What Is Acquisition Rate and How to Calculate It

Acquisition rate is a measure of how quickly a business gains new customers, users, or assets over a specific period. In its most common use, it refers to customer acquisition: the number of new customers a company brings in relative to a time frame or marketing investment. The term also appears in real estate and HR contexts, but the marketing and business meaning is what most people encounter.

How Customer Acquisition Rate Works

At its simplest, customer acquisition rate is the count of new customers gained during a set period, often expressed as a monthly or quarterly figure. A company that adds 500 new customers in January and 600 in February can track that upward trend as an improving acquisition rate.

But raw numbers alone don’t tell you much. That’s why businesses pair acquisition rate with customer acquisition cost (CAC), which measures how much money it takes to win each new customer. The formula is straightforward: add up all your sales and marketing expenses for a period, then divide by the number of new customers acquired during that same period. If you spent $50,000 on marketing in a quarter and gained 200 new customers, your CAC is $250 per customer.

The expenses that go into that calculation include more than just ad spend. Employee salaries for sales and marketing teams, CRM software, content creation, trade shows and events, affiliate marketing costs, consulting fees, and production costs all count. Anything your company spends specifically to attract and convert new customers belongs in the numerator.

What Counts as a “New Customer”

The denominator of the equation is the total number of new customers who completed a purchase or signed up for a subscription within your chosen time frame. “New” is the key word. Repeat purchases from existing customers don’t count. Neither do free trial users who never convert, unless your business model counts them as customers. The definition needs to be consistent across every period you measure, or the numbers become meaningless for comparison.

Benchmarks by Industry

What qualifies as a good acquisition rate (and a reasonable cost per acquisition) varies enormously depending on the industry and business model. The average B2B SaaS company spends around $536 to acquire a single customer. In fintech, that figure jumps to roughly $1,450, and enterprise-focused fintech companies can spend upward of $14,772 per customer.

These numbers only make sense in context. A $14,772 acquisition cost is perfectly sustainable if each customer generates far more than that over their lifetime. The standard benchmark is a 3:1 ratio between customer lifetime value (LTV) and acquisition cost. At that ratio, an enterprise fintech customer would need to produce about $44,316 in total revenue over the relationship. At a 1:1 ratio, you’re just breaking even.

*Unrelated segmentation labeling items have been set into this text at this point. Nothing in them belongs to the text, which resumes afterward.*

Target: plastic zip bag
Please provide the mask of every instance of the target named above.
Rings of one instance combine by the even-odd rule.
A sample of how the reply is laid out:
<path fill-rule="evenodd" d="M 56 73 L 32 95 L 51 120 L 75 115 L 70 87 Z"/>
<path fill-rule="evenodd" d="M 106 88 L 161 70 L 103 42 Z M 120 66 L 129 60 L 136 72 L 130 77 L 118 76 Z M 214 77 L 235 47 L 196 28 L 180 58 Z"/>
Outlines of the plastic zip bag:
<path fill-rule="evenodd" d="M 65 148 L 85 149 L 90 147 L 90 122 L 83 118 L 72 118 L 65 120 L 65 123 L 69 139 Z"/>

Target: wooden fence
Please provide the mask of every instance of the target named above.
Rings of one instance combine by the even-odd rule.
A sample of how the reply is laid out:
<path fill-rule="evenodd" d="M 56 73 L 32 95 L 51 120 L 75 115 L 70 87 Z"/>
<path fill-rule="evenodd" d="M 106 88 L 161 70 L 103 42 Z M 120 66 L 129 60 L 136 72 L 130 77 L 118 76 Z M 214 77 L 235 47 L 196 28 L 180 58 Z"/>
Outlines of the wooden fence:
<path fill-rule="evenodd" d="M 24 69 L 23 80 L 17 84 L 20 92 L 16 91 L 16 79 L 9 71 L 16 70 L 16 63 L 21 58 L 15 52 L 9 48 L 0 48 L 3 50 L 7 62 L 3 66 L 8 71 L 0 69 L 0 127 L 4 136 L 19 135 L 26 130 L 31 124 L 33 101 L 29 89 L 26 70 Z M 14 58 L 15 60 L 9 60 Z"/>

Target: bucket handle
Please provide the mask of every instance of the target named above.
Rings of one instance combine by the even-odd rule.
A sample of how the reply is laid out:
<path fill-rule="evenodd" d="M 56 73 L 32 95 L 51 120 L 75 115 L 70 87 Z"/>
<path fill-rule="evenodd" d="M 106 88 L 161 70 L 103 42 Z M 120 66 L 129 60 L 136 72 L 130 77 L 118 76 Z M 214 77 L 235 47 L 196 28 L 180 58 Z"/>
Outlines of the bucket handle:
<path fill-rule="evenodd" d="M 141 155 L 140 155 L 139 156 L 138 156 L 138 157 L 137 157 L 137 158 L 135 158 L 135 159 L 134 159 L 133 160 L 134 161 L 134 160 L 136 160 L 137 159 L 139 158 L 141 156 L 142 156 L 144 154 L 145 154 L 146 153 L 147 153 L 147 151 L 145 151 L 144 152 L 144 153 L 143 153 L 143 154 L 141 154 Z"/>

Costs are also rising. B2B companies that relied heavily on content marketing and paid ads are now paying 40% to 60% more per customer than they were in 2023, driven by increased competition for digital ad space and rising media costs.

How to Improve Your Acquisition Rate

Improving acquisition rate means either bringing in more customers for the same spend or maintaining volume while reducing costs. A few practical levers matter most.

  • Target more precisely. Identifying a specific customer base and building products or messaging tailored to that audience consistently outperforms broad campaigns. The more clearly you define who your ideal customer is, the less you spend reaching people who will never convert.
  • Measure ROI by channel. Track which marketing channels (paid search, social media, email, events, referrals) produce the most customers at the lowest cost. Once you understand the return on each channel, you can shift budget toward what works and cut what doesn’t.
  • Reduce friction in the buying process. A complicated signup flow, unclear pricing, or slow response times from your sales team all drag down conversion rates. Every step between a prospect’s first click and their first purchase is a place where potential customers drop off.
  • Invest in branding alongside performance marketing. Direct-response ads drive immediate signups, but brand awareness makes every future campaign cheaper. Customers who already recognize your name convert faster and at lower cost.

Acquisition Rate in Other Contexts

Outside of marketing, you may encounter “acquisition rate” in real estate investing. There, it typically refers to the pace at which a fund or investor purchases new properties. Related but distinct is the acquisition fee, a charge paid to a fund manager for identifying, researching, and purchasing properties on behalf of investors. These fees generally range from 1% to 3% of the property’s purchase price and cover due diligence, negotiations, and closing the deal.

In human resources, you might hear “talent acquisition rate” used informally to describe how quickly a company fills open positions or grows its headcount. This is less standardized than the marketing definition and usually just means the hiring pace over a given period.

Why Tracking Acquisition Rate Matters

Acquisition rate is one of the clearest indicators of whether a business is growing, stalling, or shrinking. A company with a healthy product but a declining acquisition rate is spending more to attract fewer customers, which eventually squeezes margins. A rising acquisition rate paired with a stable or falling CAC signals that your marketing is getting more efficient.

Tracking it consistently, using the same definitions and cost categories each period, gives you the data to make real decisions: when to increase ad budgets, when to try new channels, and when a campaign simply isn’t working. Without it, you’re guessing.